Herbert du Plessis joue Frédéric Chopin (Anima) – 6/7
Au mitan du cycle de préludes, Frédéric Chopin glisse un treizième prélude
- lent,
- ternaire et
- en Fa#.
Herbert du Plessis en traduit le balancement qui, sous des apparences posées, sait aussi rebondir rythmiquement en frottant un quintolet de noires à six croches, ou deux triolets de croches à quatre consœurs. De même, derrière une apparente rigueur symbolisée par une main gauche inarrêtable, la partition exige implicitement de légers rubato, un changement de tempo et un peu de ritendo pour finir.
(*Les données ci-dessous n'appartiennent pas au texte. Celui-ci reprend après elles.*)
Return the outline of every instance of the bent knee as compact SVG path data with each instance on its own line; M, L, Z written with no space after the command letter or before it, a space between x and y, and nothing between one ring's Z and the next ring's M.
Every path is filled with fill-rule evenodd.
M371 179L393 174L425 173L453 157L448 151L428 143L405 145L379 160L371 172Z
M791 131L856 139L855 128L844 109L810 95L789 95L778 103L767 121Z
L’interprète excelle à faire éprouver plutôt qu’à surligner
- ces failles,
- ces glissements,
- ces surprises
qui pimentent l’œuvre. Aux six dièses du treizième prélude répondent les six bémols (sans compter les doubles) du quatorzième, brève cavalcade ternaire qui réunit à l’octave les deux mains dans les registres graves. Le pianiste en illustre brillamment
- l’énergie menaçante,
- la puissance résolue et
- l’épaisseur mystérieuse.
Le quinzième prélude est un sostenuto binaire en Ré bémol (mais pas que) auquel la répétition d’un la bémol – sol dièse valu le surnom de “goutte d’eau”.
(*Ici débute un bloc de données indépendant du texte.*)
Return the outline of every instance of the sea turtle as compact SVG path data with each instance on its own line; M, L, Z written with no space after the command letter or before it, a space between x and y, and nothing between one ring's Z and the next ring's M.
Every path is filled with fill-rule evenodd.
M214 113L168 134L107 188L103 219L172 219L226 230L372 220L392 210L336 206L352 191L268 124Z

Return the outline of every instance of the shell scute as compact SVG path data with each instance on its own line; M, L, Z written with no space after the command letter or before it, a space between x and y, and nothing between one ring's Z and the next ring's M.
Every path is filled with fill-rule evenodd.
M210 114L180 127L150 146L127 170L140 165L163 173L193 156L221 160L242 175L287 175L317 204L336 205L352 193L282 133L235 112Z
- Les légères variations de nuances,
- les subtiles détentes sporadiques de la mesure et
- l’attention au texte
happent l’esgourde dans la première partie. Vif est le contraste avec la deuxième partie aux accents de marche funèbre.
- Ostinato de la main droite,
- grondement caverneux des intervalles de la main gauche et
- inquiétantes mutations d’intensité
font montre d’une expressivité à la fois
- sobre,
- évocatrice et
- énigmatique
de la plus belle eau, précieux pour apprécier pleinement ce long prélude. Le retour bref de la partie solaire du début ajoute à la bizarrerie du propos, qui n’est pas son moindre charme.
Le seizième prélude en si bémol mineur semble vouloir déchirer cette énigmaticité en attaquant par un prologue qui lance le presto con fuoco principal. En un instant, se révèle tout le charme de la virtuosité.
- Le flux file avec aisance,
- le chromatisme chatoie à son aise,
- l’accompagnement pose sans s’imposer,
- ce qui pourrait être circassien paraît évident,
- la pédalisation si précise chez Chopin unit sans noyer,
- le brio ne se hausse jamais du col – il n’en a pas besoin.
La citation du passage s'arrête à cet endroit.